Most people who have not written a grant assume that grant writing is difficult. In this article, you will learn 2 main reasons why grant writing can be difficult for many and 3 ways to make the process easier.
When I was asked (even paid) to write my first state government grant in 1988, I replied, “I am flattered that you would like me to write your proposal. But I have never written a proposal before.”
“Don’t worry,” the university administrator told me. “It’s not that difficult. Besides, there is a lot of help here at the university if you need it.”
Reason 1: “I’ve never done it before”
So the first reason grant writing is difficult is that you’ve never done it before. I did not do it. It’s natural to think that you’ve never written a grant proposal before, so what makes you think you can write one now?
When you first try something, it’s scary. If you’re like me, you don’t have any personal experience to draw from, at least that’s what you think.
So hope the first time is scary because it is!
What helped in my situation was that they paid me. It was my first job right after getting my master’s degree. In fact, I got the call exactly one day after I graduated.
Second, my ideal professional job was to create a model language learning program for immigrants for 3 years, so I was confident in my dream and my abilities to run an English as a second language program. In other words, he had the “content expertise” for the grant even though he lacked the technical skills to write grants. That’s why the university administrator called me.

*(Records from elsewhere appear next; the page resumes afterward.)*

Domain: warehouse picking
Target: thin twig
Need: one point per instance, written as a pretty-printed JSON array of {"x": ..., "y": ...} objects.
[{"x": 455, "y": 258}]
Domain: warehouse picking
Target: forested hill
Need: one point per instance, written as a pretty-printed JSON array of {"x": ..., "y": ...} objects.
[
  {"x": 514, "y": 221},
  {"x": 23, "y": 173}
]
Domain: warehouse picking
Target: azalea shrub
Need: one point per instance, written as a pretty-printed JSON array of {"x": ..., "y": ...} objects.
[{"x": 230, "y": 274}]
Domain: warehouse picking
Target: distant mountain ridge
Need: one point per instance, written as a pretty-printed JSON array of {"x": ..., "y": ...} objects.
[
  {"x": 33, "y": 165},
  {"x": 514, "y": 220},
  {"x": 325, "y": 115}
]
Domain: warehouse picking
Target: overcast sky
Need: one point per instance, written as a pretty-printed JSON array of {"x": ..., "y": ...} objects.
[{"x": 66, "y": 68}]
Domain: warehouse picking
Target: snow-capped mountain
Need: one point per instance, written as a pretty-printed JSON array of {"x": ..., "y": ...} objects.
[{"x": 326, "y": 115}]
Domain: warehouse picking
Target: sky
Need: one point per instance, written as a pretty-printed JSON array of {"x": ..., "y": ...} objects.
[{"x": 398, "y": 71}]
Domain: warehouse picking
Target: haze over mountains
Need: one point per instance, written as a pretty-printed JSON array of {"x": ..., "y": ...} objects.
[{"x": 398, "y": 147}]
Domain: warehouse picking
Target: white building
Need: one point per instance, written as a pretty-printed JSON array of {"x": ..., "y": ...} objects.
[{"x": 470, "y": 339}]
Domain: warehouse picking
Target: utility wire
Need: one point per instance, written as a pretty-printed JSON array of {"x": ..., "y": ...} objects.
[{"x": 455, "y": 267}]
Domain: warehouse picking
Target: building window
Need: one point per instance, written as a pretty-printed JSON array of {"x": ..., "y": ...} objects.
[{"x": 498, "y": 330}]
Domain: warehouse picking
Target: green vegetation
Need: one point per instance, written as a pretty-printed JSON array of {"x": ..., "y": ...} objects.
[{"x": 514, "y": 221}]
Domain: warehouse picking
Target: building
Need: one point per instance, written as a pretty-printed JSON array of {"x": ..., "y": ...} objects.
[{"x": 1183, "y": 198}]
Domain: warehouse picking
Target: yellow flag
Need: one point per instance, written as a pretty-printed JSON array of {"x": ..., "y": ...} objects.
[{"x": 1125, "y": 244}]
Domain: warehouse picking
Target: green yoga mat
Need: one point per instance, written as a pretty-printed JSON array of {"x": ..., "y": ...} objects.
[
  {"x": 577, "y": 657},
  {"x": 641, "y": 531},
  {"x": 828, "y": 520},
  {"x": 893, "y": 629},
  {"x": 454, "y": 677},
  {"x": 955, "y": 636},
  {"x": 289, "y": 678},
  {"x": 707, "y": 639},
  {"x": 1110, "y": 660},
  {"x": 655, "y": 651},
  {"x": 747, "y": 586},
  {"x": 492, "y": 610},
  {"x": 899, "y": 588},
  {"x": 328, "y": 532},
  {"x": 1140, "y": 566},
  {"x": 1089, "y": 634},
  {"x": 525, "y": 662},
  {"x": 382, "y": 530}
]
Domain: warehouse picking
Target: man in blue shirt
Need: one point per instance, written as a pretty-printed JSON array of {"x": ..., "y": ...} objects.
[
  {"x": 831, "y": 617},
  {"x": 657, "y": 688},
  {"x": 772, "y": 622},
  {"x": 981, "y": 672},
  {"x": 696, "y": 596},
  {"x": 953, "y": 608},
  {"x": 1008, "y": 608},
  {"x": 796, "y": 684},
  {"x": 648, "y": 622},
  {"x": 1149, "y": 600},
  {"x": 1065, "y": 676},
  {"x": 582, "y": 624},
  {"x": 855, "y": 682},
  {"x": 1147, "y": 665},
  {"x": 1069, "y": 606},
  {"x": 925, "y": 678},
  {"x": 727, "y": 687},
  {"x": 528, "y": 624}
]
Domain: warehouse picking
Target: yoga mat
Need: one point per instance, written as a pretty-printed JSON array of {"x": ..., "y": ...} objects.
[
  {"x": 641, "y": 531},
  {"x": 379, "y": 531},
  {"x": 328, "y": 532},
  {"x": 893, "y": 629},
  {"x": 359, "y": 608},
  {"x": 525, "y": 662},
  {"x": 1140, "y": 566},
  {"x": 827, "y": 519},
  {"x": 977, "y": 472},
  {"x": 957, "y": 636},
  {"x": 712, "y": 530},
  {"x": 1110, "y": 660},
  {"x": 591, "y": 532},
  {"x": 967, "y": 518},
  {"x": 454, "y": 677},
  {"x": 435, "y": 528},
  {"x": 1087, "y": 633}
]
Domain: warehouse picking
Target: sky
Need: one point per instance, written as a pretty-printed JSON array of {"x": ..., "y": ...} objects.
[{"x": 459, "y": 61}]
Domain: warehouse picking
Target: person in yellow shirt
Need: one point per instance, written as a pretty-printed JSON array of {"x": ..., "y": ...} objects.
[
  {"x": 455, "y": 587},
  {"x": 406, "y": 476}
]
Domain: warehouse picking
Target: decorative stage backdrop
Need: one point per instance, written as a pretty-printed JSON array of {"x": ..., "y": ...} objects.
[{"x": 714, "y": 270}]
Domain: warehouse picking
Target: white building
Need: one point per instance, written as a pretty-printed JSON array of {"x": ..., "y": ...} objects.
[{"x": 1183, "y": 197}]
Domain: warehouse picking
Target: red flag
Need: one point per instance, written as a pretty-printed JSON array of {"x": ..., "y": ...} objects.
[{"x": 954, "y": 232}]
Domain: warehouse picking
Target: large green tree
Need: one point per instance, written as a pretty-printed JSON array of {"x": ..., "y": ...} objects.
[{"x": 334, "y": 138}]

You can accept that first grant as an opportunity to realize your ideal career or dream, just like I did. You can allow your confidence in your abilities to outweigh the gremlins of fear. The fears will not go away. But, you take them with you on the trip.
Reason 2: “I don’t know where to start”
Once I had the opportunity to write the grant, I didn’t know where to start. I received the Request for Proposal (RFP) from the Nevada State Department of Education. An RFP includes the guidelines and instructions for the application. That’s where I started.
Then I watched some videos on writing grants from the college library and fell asleep for the first 5 minutes. That didn’t help.
I asked to see if there were any grant writing experts at the university and made an appointment to meet the guy who seemed to be the expert. While it was a confidence booster to hear that he had been so successful with little training, that didn’t help either.
I went back to the RFP, created an outline for my proposal using titles and subtitles from the RFP. I noticed that certain sections of the RFP were assigned different points. That is, when proposals arrived at the state agency that delivered the money, they were evaluated and rated according to a weighted scale. The “Agency Introduction”, for example, received a maximum of 10 points, while the “Measurable Results” section received 15 points and the “Budget” a maximum of 20 points.
At this point, the grant became a game. I remembered taking college classes and calculating the grading scale the professors used. Then, I wrote my final papers using that criteria. When I found out how they would rate me correctly and wrote an article for maximum points, I usually got up to 100 points and a good grade.
Also, the RFP is a rating scale. That is where I focused my attention. That’s where I started.
If you’re like me, a good place to start is to focus on the RFP and create your outline and headers for your request. Over time, you too will get faster. My first grant of $ 125,000 took 100 hours to write. My last grant of $ 462,000 took 4 hours to write.
In short, most people make grant writing difficult. Two reasons for this are that you’ve never done it before and don’t know where to start. Here are three tips to make grant writing less difficult: 1) approach your first grant as an opportunity to make your dream come true, 2) make your self-confidence greater than the gremlins of fear, and 3) start with the funder’s RFP.